I never asked to be a woman.

The more spiritual people I know will probably disagree. “Oh, we all agree on the life we lead before we get to this world.”

Maybe, there’s something to it.

Still, I don’t remember signing and dating this specific contract.

As far as I’m concerned, I never asked.

When I was younger, people punished me for being allegedly fuckable. Men and women both, I won’t leave women off the hook. They punished me so badly that every instance of sexual violence, and other kinds of violence, that I experienced was cast, by some, as my responsibility. I was pretty, after all. I was there for the taking.

Because I was vulnerable and doubted myself, I awarded that hateful minority an outsized status.

Now that I’m older, people try to punish me for being allegedly unfuckable. Again, I don’t let women off the hook.

Please note, though, that “try to punish me” has entered the chat. Growing older and wiser means having the luxury of not giving a fuck. I tend to smile when people I don’t know offer opinions on my fuckability. I am not their concubine. My inner self is inaccessible to them, no matter how much they claw for it. And claw for it they do.

“Try to punish me” has entered the chat

I never asked to be a woman, but I rather like being a woman. And all of the extremely online fights about womanhood mostly just amuse me.

I don’t think it’s just women who are vulnerable in this world. I think men are too. In fact, I think this is why men lash out so much. Because they’re not supposed to be vulnerable, but they are. Deep inside their hearts, they know this to be the case.

As a loving mother, sister, and daughter — I have known this to be the case as well. My love allowed me to see beyond the weird gender stereotypes that exist in every society due to fear. I saw the damage inflicted on men by outsized expectations.

Even men I respect and look up to have been known to hurt me. Because we are stuck in a weird and hurtful matrix. It’s OK, or so I try to tell myself. Haven’t I hurt people in my life as well? This is such a woman thing to do, is it not? To always hold yourself back, afraid of offending the men in your life.

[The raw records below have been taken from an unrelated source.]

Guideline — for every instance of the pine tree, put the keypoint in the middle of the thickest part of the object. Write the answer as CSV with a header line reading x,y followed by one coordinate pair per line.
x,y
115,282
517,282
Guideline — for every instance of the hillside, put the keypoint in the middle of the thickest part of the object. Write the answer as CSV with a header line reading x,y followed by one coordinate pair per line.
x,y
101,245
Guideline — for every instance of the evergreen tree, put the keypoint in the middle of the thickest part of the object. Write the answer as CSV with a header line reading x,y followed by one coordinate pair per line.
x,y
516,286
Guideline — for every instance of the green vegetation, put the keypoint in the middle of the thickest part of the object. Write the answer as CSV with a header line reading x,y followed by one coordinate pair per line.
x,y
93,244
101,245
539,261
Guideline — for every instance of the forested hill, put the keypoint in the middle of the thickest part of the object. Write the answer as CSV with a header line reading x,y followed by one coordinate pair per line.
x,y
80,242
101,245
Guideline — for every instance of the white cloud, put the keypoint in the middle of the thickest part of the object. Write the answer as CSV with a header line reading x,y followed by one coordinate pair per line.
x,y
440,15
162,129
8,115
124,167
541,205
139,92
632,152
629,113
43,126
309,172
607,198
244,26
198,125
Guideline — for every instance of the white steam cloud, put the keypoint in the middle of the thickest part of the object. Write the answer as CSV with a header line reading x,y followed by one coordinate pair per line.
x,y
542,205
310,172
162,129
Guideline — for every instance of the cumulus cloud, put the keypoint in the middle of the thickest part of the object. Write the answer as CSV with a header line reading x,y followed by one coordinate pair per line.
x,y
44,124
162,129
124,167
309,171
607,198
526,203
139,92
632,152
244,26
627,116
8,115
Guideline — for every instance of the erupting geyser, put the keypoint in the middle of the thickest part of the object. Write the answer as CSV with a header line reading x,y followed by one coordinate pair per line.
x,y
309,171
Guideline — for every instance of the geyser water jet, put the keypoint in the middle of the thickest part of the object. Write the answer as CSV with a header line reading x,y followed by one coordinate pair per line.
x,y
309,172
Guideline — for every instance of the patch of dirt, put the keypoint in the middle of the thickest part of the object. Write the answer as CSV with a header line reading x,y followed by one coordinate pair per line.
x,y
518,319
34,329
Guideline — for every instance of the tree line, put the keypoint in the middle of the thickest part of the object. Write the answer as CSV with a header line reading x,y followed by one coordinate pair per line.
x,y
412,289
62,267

The men I choose to keep in my life now, though, are some of the bravest people I have ever known. I suppose war will do that.

War whittles us down to our essentials. I will never be grateful to it. But I ride the dark wave that it has sent, hissing, across my life, and I find things to hold on to.

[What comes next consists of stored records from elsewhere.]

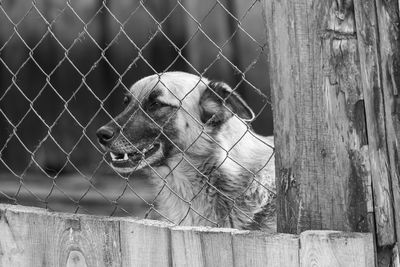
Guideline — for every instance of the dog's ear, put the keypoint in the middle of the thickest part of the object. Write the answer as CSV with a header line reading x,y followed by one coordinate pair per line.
x,y
218,101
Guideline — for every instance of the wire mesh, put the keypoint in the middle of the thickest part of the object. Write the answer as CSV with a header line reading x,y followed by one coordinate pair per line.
x,y
64,69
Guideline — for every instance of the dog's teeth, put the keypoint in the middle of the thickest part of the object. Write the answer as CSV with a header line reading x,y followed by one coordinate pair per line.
x,y
147,149
113,156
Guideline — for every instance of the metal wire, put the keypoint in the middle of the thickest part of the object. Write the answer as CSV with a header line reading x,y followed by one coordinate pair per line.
x,y
85,35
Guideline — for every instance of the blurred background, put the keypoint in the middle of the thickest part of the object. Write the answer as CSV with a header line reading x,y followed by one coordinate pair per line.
x,y
65,65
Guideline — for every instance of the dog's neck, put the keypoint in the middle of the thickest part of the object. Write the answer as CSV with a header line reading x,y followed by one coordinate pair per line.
x,y
198,188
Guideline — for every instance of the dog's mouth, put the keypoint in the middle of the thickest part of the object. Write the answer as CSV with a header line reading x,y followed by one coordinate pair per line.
x,y
134,156
131,161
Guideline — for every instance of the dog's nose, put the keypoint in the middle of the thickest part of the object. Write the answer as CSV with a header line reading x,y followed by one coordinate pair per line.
x,y
105,134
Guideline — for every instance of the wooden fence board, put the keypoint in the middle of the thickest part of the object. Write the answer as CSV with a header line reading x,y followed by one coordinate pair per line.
x,y
320,133
202,246
35,237
327,248
259,249
365,16
145,243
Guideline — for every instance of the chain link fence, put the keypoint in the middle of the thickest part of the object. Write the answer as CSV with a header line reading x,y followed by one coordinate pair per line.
x,y
65,67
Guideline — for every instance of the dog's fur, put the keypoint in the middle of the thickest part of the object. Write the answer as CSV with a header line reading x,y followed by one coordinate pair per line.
x,y
207,162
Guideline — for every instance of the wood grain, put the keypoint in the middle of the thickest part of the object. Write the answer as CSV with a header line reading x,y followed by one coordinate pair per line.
x,y
145,243
36,237
367,31
322,163
202,246
258,249
387,13
327,248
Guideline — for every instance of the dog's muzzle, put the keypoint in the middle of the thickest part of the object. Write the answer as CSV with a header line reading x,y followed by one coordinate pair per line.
x,y
125,156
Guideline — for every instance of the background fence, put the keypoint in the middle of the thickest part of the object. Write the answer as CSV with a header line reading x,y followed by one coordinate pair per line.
x,y
65,64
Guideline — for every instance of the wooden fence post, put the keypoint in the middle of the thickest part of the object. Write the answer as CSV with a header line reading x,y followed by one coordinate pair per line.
x,y
335,75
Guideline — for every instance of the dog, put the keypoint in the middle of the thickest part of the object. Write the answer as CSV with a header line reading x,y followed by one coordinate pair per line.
x,y
192,138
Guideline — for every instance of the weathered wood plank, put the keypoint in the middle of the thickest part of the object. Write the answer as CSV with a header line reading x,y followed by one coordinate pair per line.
x,y
34,237
320,133
202,246
327,248
387,13
145,243
365,15
260,249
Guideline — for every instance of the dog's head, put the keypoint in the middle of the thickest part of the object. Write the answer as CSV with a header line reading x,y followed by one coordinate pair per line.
x,y
165,115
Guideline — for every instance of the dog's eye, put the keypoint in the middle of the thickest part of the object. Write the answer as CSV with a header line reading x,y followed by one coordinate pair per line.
x,y
126,100
156,105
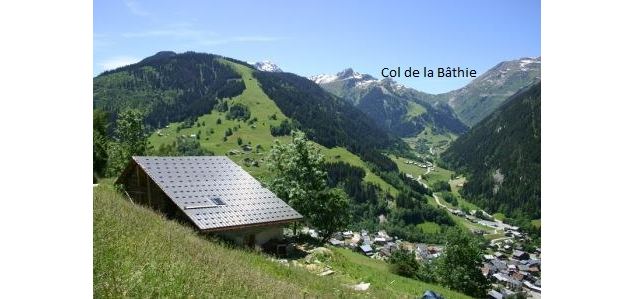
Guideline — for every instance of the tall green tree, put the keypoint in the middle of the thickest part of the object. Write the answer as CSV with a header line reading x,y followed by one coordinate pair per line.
x,y
100,142
131,133
131,140
459,267
299,179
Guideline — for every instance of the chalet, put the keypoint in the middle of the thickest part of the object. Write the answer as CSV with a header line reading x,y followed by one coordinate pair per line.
x,y
493,294
211,192
520,255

My body and mind were made to be tough, because I am a woman. I carry on. I withstand. I have created life, even when the world around me and the body I occupy in it both screamed that life was not possible (the incurable illness I live with and only discovered years after I became a mom once made a male doctor of mine say, “And yet you carried a pregnancy to term and can build muscle strength, this is impressive.” I think about him often, and I thank him for his bluntness).

One day I will rest, and not a lot of lofty words will be said about it. Because, again, I am a woman.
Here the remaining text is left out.